Drift in wireless sensor data may be due to integration of a gyroscope signal bias and/or ferromagnetic disturbances. It can increase rapidly and cause inaccurate angles (Takeda et al., 2014). Ferromagnetic disturbances can have a transient effect on the orientation for close to a minute (de Vries et al., 2009). When drift is detected, data can be corrected (Fasel et al., 2017b, 2018; Favre et al., 2006) or removed from analysis. Drift induced errors do not affect all hip angle calculations equally. Drift affected hip flexion/extension and adduction/abduction for 2.5% of all trials (one participant’s squat trials) and internal/external rotation angles for 57% of all trials. Internal/external rotation was likely highly susceptible to ferromagnetic disturbances since this motion lies predominantly in the Earth’s horizontal plane during the majority of tasks. Furthermore, calculations for internal/external rotation are subject to error propagation, as the effects of an inaccurate thigh T-Axis orientation estimation become “amplified” after the mathematical operations necessary to derive these angles (Cole et al., 1993). Future work will focus on methods to remove drift based on its downstream effects on the body-fixed axes used to calculate joint angles.

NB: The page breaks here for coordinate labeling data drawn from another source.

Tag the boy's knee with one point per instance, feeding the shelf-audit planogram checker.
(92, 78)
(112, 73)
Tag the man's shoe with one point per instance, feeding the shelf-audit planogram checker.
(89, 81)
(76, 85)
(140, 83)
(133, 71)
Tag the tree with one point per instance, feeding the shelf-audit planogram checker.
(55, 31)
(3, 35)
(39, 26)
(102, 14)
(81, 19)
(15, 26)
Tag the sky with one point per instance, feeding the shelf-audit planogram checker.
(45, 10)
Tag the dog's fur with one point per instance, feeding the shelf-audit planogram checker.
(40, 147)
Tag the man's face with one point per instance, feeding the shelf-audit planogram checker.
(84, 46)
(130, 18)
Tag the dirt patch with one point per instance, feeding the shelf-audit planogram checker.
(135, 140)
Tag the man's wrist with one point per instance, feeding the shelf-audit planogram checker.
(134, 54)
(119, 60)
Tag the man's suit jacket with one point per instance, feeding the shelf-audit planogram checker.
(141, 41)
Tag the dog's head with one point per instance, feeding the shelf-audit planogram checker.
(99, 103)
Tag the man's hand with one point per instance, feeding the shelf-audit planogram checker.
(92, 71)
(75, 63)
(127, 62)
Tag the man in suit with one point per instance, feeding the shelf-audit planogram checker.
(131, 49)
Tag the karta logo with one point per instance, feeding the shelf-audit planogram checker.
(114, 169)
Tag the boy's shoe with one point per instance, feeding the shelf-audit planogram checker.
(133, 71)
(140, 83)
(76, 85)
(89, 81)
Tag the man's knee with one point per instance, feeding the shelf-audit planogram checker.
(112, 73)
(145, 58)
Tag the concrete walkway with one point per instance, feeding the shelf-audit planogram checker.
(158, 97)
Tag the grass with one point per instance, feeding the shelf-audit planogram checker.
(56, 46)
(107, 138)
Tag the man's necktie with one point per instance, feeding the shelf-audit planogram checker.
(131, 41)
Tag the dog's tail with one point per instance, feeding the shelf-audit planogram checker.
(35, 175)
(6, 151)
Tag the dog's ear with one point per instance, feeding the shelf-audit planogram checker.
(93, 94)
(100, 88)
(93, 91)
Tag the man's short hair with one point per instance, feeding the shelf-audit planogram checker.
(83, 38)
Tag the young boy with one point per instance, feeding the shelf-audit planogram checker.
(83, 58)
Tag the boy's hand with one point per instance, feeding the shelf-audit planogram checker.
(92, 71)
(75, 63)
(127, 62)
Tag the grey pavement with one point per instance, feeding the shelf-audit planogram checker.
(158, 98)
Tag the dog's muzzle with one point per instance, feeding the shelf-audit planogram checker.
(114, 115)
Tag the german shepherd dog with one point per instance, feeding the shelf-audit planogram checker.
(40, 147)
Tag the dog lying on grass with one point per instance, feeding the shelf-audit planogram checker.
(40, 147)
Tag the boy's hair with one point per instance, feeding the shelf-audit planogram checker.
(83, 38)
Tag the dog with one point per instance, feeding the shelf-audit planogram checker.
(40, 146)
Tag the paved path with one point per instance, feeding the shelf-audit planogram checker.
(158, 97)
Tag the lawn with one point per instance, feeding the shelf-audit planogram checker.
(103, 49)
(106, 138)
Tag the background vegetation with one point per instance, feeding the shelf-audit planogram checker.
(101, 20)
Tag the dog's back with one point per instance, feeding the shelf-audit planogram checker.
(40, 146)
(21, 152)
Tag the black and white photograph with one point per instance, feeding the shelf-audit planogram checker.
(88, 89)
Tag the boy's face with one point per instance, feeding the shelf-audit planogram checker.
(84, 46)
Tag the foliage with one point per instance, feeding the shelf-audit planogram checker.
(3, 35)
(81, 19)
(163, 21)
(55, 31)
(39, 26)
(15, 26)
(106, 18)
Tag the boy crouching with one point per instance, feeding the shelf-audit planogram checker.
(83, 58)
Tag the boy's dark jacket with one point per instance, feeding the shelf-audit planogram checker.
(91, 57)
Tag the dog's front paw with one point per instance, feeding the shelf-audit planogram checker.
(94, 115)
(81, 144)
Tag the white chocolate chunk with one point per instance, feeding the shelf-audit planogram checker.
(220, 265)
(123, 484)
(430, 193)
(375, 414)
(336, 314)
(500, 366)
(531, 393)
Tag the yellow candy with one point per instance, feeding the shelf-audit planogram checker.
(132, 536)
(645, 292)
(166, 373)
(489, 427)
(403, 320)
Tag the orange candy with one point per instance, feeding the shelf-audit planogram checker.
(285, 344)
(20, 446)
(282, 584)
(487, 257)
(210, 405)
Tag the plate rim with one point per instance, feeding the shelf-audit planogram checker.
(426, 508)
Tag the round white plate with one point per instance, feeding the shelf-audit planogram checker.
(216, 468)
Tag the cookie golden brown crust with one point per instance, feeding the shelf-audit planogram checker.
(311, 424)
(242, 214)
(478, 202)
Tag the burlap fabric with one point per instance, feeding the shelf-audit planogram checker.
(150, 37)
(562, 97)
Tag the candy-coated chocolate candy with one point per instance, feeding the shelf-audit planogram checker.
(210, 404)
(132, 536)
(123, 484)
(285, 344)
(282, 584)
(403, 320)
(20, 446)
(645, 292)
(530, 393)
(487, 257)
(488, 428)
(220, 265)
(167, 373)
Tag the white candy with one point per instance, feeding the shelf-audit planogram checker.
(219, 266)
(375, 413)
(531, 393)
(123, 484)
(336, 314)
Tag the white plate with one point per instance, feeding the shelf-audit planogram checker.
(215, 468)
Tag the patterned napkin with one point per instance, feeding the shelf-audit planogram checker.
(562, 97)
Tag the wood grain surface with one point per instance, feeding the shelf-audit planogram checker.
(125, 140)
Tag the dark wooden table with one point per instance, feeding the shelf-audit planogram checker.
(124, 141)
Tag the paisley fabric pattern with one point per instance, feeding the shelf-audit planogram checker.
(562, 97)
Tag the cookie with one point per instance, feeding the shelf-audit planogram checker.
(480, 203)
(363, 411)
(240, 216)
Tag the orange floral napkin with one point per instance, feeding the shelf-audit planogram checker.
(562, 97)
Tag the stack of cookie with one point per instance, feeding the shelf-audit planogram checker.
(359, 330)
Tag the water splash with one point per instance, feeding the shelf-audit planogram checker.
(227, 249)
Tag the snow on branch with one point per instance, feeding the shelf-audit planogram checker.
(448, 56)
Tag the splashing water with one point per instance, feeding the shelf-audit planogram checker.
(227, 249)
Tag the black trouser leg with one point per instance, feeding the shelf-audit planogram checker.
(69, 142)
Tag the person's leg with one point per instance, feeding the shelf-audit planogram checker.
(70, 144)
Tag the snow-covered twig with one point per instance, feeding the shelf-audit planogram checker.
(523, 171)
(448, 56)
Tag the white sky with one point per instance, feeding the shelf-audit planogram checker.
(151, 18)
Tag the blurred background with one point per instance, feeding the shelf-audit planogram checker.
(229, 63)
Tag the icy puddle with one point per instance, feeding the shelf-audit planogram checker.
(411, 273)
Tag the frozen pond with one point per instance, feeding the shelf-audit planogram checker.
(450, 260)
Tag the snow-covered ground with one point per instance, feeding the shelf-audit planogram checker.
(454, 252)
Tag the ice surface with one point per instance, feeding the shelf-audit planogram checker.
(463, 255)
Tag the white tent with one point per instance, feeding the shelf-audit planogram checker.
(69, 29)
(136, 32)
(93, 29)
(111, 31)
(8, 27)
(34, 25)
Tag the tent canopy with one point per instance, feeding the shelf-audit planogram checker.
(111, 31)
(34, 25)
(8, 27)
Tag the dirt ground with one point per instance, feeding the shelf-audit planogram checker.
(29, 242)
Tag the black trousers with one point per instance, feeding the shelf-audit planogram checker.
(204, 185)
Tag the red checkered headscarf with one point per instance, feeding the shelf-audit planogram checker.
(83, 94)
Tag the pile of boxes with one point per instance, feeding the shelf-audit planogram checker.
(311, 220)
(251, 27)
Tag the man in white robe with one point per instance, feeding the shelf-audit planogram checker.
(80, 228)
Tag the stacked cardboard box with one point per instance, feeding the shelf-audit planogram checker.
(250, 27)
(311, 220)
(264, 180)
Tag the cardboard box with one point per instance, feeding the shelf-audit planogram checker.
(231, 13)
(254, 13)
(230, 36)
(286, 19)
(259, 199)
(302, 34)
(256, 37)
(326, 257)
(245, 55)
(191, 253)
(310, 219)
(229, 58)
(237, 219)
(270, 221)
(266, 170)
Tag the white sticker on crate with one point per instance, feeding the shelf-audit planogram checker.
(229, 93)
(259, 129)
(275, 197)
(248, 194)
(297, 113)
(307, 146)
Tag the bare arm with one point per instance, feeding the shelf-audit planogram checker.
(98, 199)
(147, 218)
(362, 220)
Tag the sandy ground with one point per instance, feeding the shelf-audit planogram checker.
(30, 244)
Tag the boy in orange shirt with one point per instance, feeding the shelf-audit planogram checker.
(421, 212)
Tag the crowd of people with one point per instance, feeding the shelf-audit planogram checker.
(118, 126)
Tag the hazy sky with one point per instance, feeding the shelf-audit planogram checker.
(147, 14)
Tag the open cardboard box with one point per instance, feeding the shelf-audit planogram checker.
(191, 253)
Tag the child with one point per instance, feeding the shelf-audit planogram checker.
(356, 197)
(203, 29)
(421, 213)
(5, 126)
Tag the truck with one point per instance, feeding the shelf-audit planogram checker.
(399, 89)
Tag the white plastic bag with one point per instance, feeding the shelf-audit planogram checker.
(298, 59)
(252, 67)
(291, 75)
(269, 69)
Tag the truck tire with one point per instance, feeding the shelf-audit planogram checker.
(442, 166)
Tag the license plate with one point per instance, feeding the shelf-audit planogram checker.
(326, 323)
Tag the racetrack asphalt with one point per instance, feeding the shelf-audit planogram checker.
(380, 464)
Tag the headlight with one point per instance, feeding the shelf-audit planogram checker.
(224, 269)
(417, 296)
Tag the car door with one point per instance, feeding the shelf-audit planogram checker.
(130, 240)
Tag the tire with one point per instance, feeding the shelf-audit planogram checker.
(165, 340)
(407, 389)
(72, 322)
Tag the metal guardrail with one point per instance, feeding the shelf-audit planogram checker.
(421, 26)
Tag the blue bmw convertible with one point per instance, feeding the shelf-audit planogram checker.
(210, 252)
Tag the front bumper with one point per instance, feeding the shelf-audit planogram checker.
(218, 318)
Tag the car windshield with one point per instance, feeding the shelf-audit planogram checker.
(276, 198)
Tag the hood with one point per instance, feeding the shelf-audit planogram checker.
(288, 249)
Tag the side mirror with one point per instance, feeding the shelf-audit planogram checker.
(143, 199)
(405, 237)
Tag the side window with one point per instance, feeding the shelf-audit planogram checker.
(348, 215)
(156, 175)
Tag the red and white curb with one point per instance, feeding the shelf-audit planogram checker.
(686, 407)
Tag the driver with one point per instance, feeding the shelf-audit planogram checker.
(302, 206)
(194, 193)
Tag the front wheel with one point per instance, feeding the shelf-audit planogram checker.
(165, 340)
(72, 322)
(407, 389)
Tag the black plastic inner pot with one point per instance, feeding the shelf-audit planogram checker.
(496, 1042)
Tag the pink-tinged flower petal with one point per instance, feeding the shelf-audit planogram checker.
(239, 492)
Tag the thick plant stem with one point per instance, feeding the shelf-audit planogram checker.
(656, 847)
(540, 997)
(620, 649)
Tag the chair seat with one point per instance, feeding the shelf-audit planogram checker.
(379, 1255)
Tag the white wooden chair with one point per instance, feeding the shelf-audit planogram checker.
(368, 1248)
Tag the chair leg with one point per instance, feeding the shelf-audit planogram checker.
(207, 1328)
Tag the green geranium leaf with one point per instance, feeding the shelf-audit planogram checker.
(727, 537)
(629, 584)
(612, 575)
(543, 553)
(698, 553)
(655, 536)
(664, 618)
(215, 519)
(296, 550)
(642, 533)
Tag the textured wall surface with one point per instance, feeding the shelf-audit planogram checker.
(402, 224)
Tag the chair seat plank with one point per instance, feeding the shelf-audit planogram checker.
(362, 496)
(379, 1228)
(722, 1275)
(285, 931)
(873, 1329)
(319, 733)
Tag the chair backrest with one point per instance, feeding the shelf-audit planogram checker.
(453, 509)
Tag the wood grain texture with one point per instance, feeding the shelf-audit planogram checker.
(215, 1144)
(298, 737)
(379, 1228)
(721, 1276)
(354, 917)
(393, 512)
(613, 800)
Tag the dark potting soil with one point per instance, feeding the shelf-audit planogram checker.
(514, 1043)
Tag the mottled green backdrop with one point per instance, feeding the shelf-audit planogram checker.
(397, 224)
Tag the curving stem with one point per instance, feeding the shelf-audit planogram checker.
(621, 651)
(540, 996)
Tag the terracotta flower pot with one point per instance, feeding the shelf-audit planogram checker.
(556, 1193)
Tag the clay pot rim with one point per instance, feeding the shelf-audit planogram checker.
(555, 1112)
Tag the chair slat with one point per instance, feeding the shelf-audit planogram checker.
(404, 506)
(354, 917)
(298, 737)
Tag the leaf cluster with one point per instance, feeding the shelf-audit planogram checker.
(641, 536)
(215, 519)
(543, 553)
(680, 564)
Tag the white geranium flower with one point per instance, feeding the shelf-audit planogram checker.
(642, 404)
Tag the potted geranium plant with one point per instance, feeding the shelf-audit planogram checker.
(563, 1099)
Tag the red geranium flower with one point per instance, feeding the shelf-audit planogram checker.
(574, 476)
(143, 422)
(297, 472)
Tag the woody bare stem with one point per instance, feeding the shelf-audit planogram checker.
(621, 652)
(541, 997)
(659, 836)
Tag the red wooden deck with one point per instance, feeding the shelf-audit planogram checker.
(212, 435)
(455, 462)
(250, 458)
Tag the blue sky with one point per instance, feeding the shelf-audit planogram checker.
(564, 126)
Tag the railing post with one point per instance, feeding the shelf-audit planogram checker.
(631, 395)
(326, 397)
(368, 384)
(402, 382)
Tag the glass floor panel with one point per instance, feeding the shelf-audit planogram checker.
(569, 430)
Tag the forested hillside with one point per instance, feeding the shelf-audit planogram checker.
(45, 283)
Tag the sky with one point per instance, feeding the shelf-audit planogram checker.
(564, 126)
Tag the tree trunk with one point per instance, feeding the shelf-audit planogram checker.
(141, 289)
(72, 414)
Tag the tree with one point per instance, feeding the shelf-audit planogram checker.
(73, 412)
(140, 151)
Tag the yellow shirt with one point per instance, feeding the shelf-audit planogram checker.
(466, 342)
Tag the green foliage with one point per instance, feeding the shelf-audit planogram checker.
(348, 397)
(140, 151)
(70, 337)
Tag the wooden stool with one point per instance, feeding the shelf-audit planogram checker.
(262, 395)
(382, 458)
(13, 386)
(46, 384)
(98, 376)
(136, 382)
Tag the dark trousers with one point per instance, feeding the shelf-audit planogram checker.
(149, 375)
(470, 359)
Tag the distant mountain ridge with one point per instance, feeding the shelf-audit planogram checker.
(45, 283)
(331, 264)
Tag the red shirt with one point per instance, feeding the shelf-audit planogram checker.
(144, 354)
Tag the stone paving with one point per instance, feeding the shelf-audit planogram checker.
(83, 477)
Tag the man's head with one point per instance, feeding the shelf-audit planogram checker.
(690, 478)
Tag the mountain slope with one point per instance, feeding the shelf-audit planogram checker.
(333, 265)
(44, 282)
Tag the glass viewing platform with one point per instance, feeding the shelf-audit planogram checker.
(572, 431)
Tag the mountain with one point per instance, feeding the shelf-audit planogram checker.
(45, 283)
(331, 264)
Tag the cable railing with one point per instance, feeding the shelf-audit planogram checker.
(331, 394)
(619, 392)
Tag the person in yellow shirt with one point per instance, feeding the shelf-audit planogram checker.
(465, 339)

The results indicate that wireless sensors accurately measure hip angles during dynamic tasks, with some sensitivity to sensor placement during tasks characterized by large ranges of flexion. Although ferromagnetic disturbances were identified and removed, future work can develop error correction methods for body-fixed axes most susceptible to drift. The capability to measure hip motion in natural environments for extended periods of time has broad implications for understanding typical motion during an entire day and not just a single step.